Роспуск Короткого парламента оказался роковой ошибкой Карла, ибо разрушил надежды на умиротворение. И Страффорд, и Хайд сразу осознали, что это путь к политической катастрофе. Как писал историк С. Шама, «король все еще слепо считал, что проблема была в Эдинбурге, а не в Вестминстере, и пока он не разгромит ковенанторов, и как можно скорее, зараза кальвинизма и их предполагаемые представления о договорной монархии, как чума, распространятся на юг, в Англию. Фактически он был прав (Пим, как и Сэй, находился в предательской переписке с лидерами Ковенанта).
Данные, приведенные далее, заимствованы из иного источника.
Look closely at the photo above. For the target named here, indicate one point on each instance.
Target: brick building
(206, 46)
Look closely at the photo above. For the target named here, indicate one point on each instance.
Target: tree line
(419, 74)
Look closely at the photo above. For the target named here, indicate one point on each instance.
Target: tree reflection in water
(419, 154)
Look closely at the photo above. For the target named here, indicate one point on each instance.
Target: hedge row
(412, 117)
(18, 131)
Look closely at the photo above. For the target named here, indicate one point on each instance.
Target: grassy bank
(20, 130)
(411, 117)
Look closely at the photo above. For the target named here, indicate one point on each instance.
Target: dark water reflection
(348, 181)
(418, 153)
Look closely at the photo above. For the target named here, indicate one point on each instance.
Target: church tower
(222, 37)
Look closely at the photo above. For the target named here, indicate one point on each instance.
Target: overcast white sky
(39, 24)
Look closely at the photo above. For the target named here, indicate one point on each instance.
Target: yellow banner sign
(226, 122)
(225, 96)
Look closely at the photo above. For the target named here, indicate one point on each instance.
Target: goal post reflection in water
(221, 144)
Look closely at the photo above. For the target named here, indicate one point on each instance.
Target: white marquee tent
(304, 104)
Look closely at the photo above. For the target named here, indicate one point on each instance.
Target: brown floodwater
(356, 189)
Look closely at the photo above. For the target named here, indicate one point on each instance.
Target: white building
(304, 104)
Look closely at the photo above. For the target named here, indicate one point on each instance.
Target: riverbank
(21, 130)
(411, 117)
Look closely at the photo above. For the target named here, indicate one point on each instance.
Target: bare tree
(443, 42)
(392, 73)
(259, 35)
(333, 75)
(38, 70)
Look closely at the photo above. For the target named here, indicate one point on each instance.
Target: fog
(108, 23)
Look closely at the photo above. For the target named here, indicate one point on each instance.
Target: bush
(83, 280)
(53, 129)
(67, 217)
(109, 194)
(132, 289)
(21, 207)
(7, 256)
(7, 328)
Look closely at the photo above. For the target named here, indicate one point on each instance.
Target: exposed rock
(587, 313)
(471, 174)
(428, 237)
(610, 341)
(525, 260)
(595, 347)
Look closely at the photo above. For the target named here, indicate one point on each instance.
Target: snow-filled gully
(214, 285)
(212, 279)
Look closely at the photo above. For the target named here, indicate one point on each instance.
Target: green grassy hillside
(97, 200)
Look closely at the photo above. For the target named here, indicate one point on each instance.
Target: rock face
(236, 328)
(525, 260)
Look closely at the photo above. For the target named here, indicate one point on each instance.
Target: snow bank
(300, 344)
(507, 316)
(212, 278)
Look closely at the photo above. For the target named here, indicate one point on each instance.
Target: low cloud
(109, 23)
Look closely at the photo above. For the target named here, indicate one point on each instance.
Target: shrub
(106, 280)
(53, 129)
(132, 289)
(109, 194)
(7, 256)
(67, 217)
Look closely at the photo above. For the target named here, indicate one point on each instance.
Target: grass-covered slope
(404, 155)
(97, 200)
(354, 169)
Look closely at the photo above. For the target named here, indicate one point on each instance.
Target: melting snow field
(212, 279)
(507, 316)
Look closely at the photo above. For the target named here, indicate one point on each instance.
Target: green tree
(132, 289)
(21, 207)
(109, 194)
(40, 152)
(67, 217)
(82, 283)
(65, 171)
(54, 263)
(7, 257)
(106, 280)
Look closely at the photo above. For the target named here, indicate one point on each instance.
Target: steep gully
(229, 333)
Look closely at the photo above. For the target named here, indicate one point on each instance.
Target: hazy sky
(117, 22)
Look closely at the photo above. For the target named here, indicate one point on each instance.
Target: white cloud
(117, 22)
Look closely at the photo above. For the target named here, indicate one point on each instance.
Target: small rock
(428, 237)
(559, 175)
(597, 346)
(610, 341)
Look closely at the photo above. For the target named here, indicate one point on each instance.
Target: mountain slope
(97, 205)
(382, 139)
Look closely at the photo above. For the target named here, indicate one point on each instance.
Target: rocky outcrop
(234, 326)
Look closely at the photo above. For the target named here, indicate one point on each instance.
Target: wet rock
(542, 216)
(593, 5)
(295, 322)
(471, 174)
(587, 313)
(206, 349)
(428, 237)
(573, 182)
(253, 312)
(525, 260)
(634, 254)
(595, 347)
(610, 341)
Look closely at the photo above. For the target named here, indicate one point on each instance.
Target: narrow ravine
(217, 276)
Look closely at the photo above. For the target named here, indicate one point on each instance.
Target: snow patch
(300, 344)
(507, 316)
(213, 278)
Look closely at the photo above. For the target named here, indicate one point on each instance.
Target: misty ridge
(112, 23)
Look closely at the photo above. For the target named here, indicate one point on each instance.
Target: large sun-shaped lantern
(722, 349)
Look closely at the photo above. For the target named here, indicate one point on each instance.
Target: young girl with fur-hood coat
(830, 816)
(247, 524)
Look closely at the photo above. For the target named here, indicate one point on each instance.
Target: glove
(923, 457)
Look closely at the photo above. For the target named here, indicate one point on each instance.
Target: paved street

Но он избрал худшее из возможных решений: воевать с шотландцами, не имея представления о том, есть ли у него армия (за год до этого показавшая свою ненадежность), чтобы за ним следовать. В подсознании у Карла, очевидно, был чрезвычайный план Уэнтворта использовать ирландцев. В русле этой идеи летом он назначил того главнокомандующим, ранее, в январе, сделав его графом Страффордом, честь, обернувшаяся чашей яда» [91, 106]. Карл I, прислушиваясь только к мнению королевы Генриетты-Марии, не принял во внимания, что «ирландская стратегия» вызовет всплеск антикатолической пропаганды, породит антиправительственные настроения, и не только в Лондоне.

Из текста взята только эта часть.